For her, it's a good thing that the criminal justice system has been, in part at least, remade to accommodate these victims and others. They need to do their "memory work," and trials and sentences help them do it. She makes passing reference to the tensions between the effort to provide for the emotional needs of individual victims of criminal acts and the constitutional rights of the criminally accused. But for her, as for those she writes about, it's clear that the individual victims are the needy ones.
Maybe that's easy in the case of these folks. There really wasn't much question that McVeigh was factually guilty regardless of the roles of others, known and possibly unknown. But the McVeigh case was, at the time, pretty much sui generis. But Congress and the courts went some toward remaking the criminal justice system as a consequence of the bombing (and, as Madeira relates, at the instigation of some of its victims). The result isn't particularly satisfying to those victims. (No matter how much you fiddle it, the criminal justice system just doesn't lend itself into psychotherapy for victims of criminal acts.) Yet it does serious harm to the constitutional rights of the criminally accused.
Madeira mostly acknowledges that the system, even tweaked, doesn't lend itself particularly well to aiding individual victims. She doesn't much address the harm caused to the accused. That's understandable. This isn't McVeigh's story, it's the story of the bombing's victims (some of them, anyway). And Madeira places herself firmly in their camp.
Killing McVeigh is a useful corrective to the simple-minded claims of victimolophiles and prosecutors and politicians that all we need is maximum punishments and executions and victims will be, miraculously, healed. It doesn't work that way.
Indeed, the final need of most of her subjects, the thing that will let them not get over what happened but move on from it, isn't McVeigh's death. It's his silence.
As frequently as she talks about "memory work," Madeira refers to McVeigh's "toxic presence." It's about him. He's in the news. He's publishing an autobiography. The trial was about his guilt, more than their suffering. Damn.
That's the media, of course, but it's also the legal system. Want to lose track of the guy, make him go away? Sentence him to life and then ignore him.
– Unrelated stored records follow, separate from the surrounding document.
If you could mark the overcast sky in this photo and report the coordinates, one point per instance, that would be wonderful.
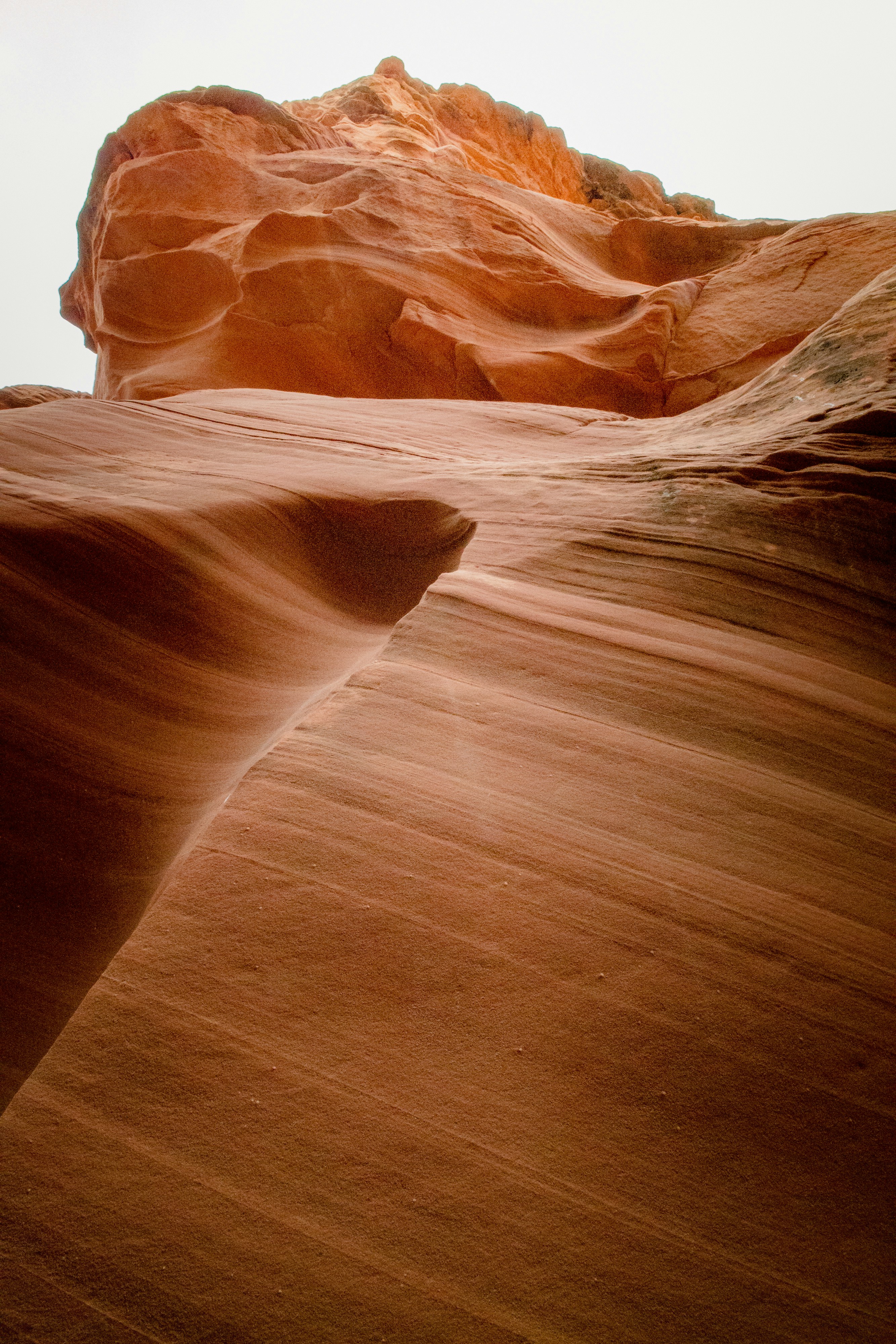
(780, 108)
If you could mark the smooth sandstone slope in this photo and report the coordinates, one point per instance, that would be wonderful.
(537, 987)
(160, 631)
(390, 240)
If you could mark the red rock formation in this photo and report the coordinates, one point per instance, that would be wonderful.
(535, 989)
(390, 240)
(27, 394)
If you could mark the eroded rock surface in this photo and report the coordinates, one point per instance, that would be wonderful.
(390, 240)
(538, 986)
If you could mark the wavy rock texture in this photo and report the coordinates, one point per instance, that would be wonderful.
(390, 240)
(27, 394)
(159, 636)
(535, 986)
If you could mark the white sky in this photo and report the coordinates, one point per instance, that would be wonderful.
(780, 108)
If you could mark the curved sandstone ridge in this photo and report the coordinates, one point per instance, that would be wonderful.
(537, 986)
(162, 631)
(390, 240)
(29, 394)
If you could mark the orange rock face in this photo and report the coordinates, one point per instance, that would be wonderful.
(446, 952)
(390, 240)
(537, 986)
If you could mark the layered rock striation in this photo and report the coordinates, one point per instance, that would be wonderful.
(537, 986)
(519, 970)
(390, 240)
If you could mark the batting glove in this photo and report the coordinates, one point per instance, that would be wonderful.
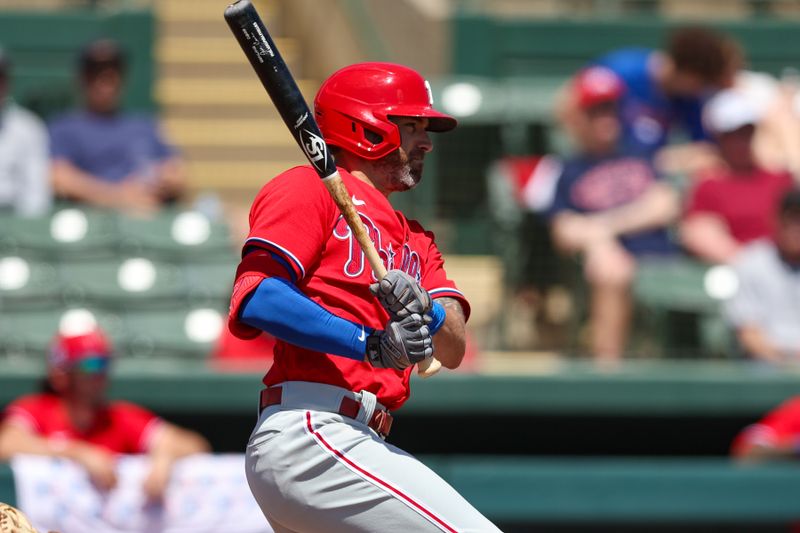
(403, 343)
(401, 295)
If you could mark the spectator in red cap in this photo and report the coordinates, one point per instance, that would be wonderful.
(775, 436)
(71, 418)
(733, 204)
(609, 206)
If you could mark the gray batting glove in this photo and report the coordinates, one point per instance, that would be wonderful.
(403, 343)
(401, 295)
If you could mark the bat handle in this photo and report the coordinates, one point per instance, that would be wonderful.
(427, 367)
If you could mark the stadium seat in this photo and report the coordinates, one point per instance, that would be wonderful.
(681, 301)
(124, 283)
(189, 333)
(176, 235)
(210, 283)
(27, 284)
(69, 233)
(28, 334)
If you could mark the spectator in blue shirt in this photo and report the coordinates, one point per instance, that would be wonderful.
(106, 157)
(609, 206)
(668, 89)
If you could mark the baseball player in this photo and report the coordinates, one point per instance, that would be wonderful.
(317, 459)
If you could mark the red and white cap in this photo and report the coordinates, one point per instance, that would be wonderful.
(596, 85)
(69, 349)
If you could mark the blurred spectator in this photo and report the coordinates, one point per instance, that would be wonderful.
(107, 157)
(24, 180)
(668, 88)
(776, 144)
(776, 436)
(735, 203)
(765, 311)
(71, 418)
(609, 206)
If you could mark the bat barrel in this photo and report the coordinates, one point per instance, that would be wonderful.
(266, 60)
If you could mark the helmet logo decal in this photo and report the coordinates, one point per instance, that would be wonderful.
(315, 148)
(430, 93)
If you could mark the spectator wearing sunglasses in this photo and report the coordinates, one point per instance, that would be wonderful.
(72, 418)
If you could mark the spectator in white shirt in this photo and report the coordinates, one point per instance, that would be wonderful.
(24, 155)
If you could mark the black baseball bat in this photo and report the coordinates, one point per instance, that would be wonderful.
(260, 49)
(266, 60)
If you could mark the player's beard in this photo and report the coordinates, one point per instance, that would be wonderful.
(403, 171)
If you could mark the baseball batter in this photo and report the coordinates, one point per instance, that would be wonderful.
(317, 459)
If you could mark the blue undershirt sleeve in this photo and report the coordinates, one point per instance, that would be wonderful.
(438, 316)
(280, 309)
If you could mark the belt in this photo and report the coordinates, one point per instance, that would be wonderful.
(381, 420)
Otherwise, whenever there's a new filing a new issue a new round - and that happens nowhere more than in death cases - it's the criminal who's on the front page. Even the execution is about him.
Or you can give him life. And let him pretty much fade away. it's an option Madeira doesn't explore.
Put its shortcomings aside, though. Killing McVeigh is a compassionate account of the real needs of the individual victims of criminal acts and of how, at least in this one instance, they mostly came to terms with what happened to them.
They were changed by the bombing, of course. But they came together, joined in common interests, found that they were not alone as they struggled with their emotional responses, changing though they were. Ultimately, though, the government couldn't heal them. The courts couldn't heal them. The execution couldn't heal them.
All those things had some value for some of them, less - even negative value - for others. But through interaction and response and attending to each other, they come to terms with, they accept what happened, they get on with the rest.
In a few cases, they seem even to heal. Maybe Bud Welch did when he went to Buffalo to share his humanity and his loss with Bill McVeigh. But lost his daughter, Julie. Bill lost his son, Tim. Maybe Priscilla Salyers watching the execution.
I am still not looking at him, and he kind of raised up, and I think was glaring into the camera, and all of sudden it's like, you know because I have this faith. . . . all of sudden he came to me. . . . I started to think of him as Timothy McVeigh, the soul, and not Timothy McVeigh, the man, and I started praying for him that this is his last chance, this is his last breath, and I prayed for him and it just like overtook me. . . . I was able to let it go, guess to me that was the true forgiveness, not "Oh yeah, Timothy, you could be my best buddy" -- type forgiveness. So it's forgiveness in different stages. . . . To me this was a true forgiveness, letting it go.